Mark down May 31, 2012 in your calendar.
That’s the date by which 483,000 U.S. retirement plans must send to their participants the initial disclosures required by new Department of Labor rules under Section 404a5 of ERISA. The disclosures are required of all multi-participant 401(k) plans and ERISA 403(b) plans. DOL estimates that the rule will affect 72 million active participants who hold $3 trillion of plan assets.
Why did DOL adopt 404a5?
DOL believes self-directed plan participants are entitled to the information needed to make “informed decisions” including sufficient information regarding the plan, its expense and investment choices. Even if some of this information is currently available, DOL believes it is not easy for participants to access and understand. Over the 10-year period from 2012-21, DOL estimates that the rule will save participants about $15 billion in fees, in aggregate.
How timely must disclosures be?
The information contained in the annual disclosures must be provided at least once per calendar year. In addition, any changes in the plan’s information must be disclosed at least 30 days (but not more than 90 days) in advance of the effective date of the changes. The first quarterly disclosures must be made 45 days after the end of the quarter for which the initial disclosure is provided, and subsequent quarterly disclosures must be made once per three-month period.
How will disclosures be delivered?
In September of 2011, DOL released an interim policy, creating a safe harbor for plan sponsors that wish to deliver required disclosures electronically over the Internet or via e-mail.

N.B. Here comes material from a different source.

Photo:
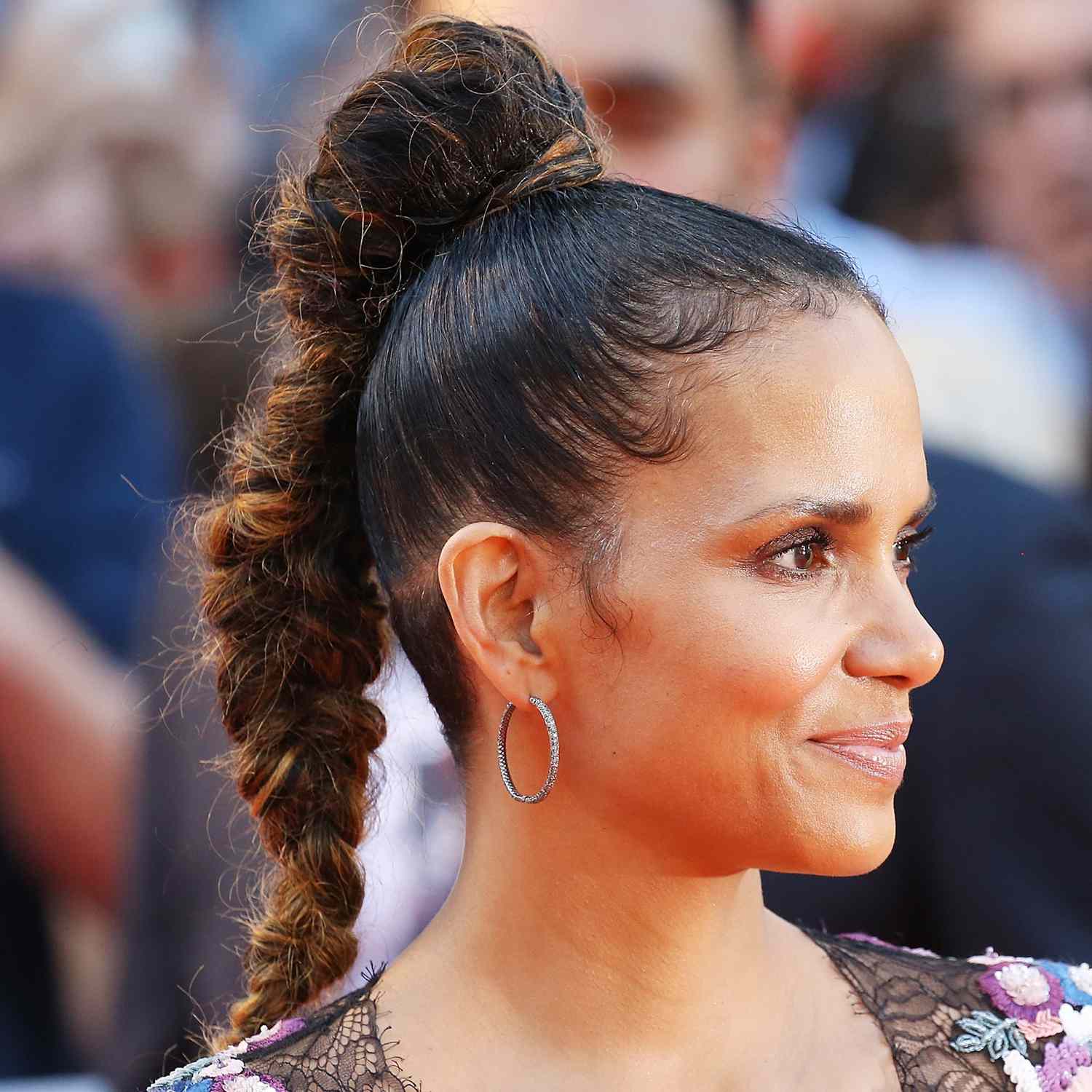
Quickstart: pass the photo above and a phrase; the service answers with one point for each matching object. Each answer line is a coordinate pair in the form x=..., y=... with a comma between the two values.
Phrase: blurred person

It is available here:
Does offering this service make me an ERISA fiduciary?
Not necessarily, but you should consult your company’s compliance guidelines. Separately, DOL is in the process of re-proposing a rule which will clearly define when a provider of investment advice to a retirement plan is considered an ERISA fiduciary. In October of 2011, Phyllis Borzi, a top DOL executive, indicated in published comments that DOL is especially concerned about “the level of protection in the IRA marketplace.” She added that DOL’s re-proposed rule could include new requirements for financial professionals who offer advice on IRA rollovers and transfers, or otherwise help clients make IRA investment decisions. DOL is expected to hold new hearings on the re-proposal in 2012.